Free public transport and ‘green’ grants should be offered to drive down climate emissions, a report has urged.
Think tank IPPR’s cross-party Environmental Justice Commission said the transition to a low-carbon world must be fair and involve people directly – or the public will “veto” it.
It makes more than 100 recommendations, including an upgraded free-to-use local public transport system by 2030 to make green travel easy.
It also proposes a £7.5bn a year ‘GreenGo’ scheme – similar to the help-to-buy programme – to provide loans and grants to help households insulate their homes and switch to green heating and transport.
It urges the UK Government to increase public investment in climate and nature action by £30bn a year and says all workers in high-carbon industries should be offered retraining opportunities.
The commission is making its final recommendations after conducting a series of citizens’ juries around the country.
Scotland has a target of cutting greenhouse gas emissions to “net-zero” by 2045, which requires cutting pollution to as close to zero as possible and offsetting any that remains with a measure such as planting trees.
The IPPR report comes ahead of crucial global climate talks in Glasgow, and in the wake of warnings from climate advisers that not enough is being done to cut emissions.
The citizens’ juries, which took place in Aberdeenshire, Tees Valley and County Durham, the South Wales Valleys and Thurrock in Essex, called for national leadership to drive the change.

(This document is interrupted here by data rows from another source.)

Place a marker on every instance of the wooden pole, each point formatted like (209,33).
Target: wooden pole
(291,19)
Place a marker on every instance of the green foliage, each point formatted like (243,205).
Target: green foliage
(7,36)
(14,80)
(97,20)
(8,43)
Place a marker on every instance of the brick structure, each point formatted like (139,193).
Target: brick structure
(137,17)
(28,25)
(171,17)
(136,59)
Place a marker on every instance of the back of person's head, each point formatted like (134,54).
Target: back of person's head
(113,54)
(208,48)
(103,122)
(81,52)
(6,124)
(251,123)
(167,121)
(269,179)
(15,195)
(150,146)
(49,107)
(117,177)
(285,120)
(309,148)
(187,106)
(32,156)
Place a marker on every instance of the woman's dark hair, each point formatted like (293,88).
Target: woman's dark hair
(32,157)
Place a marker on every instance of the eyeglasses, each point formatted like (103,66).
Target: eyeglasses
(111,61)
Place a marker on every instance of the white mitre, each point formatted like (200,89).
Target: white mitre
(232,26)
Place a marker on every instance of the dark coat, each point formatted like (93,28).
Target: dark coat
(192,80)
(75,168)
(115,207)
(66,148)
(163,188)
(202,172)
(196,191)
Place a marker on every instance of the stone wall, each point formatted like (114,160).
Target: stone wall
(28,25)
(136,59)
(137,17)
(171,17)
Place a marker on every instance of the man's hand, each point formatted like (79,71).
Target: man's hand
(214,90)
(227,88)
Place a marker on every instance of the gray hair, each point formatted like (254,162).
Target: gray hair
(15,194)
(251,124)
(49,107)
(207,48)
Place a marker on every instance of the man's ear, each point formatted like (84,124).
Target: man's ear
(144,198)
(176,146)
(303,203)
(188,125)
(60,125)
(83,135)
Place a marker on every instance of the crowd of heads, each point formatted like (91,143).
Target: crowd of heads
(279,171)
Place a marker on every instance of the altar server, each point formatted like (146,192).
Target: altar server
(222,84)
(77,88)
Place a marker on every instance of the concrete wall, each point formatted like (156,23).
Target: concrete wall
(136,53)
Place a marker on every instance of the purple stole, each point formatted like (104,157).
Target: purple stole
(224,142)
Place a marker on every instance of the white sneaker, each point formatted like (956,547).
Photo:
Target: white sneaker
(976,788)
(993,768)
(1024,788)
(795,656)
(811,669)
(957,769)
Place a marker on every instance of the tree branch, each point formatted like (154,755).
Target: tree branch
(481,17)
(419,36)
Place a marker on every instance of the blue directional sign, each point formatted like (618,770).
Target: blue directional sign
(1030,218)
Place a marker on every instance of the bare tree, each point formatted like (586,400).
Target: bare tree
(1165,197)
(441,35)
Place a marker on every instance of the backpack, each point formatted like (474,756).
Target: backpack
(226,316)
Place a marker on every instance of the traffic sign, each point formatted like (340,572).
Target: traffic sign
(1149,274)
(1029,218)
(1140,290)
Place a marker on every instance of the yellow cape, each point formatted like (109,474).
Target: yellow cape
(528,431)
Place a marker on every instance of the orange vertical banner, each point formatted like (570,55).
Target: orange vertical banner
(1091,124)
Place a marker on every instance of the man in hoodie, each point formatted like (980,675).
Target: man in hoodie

People also wanted the green choice to be the easy one, especially for those on low incomes, and for the transition to be delivered in a fair way, such as protecting the poor from the costs of changes, according to the report.
Ewen, a juror from Aberdeenshire, said: “It’s got to be fair. If it’s unfair, then people won’t buy into it, and you need people to buy into it. People have got to be involved in transition, because it’s all about people.”
Labour MP and former environment secretary Hilary Benn, who is co-chair of the commission, said: “People must be at the heart of the UK’s rapid transition to net-zero, or else – to put it bluntly – it won’t succeed.
“Government must clearly set out the broad direction of travel and provide the resources and regulation needed to get there, but everyone affected, from workers in industries that will have to change to communities across the UK, must have greater power to take decisions that affect them.”
What else did the report recommend?
- Legal minimum energy efficiency standard for social rented homes
- Training 300,000 jobs to carry out home retrofits
- Support for UK towns and cities to reallocate road space to cycling, walking and green space
- Healthy, sustainable and free school meals for more children
- National targets for eating more fruit and veg and less meat and dairy
- All foods associated with deforestation removed from UK supply chains before 2030
What is the UK Government saying?
A spokesman said: “Tackling climate change must be a shared endeavour, and our ambition puts affordability and fairness at its heart, hand in hand with supporting economic growth and prosperity across the UK.”
The spokesman said the government continued to engage households and businesses in efforts to eliminate the UK’s contribution to climate change.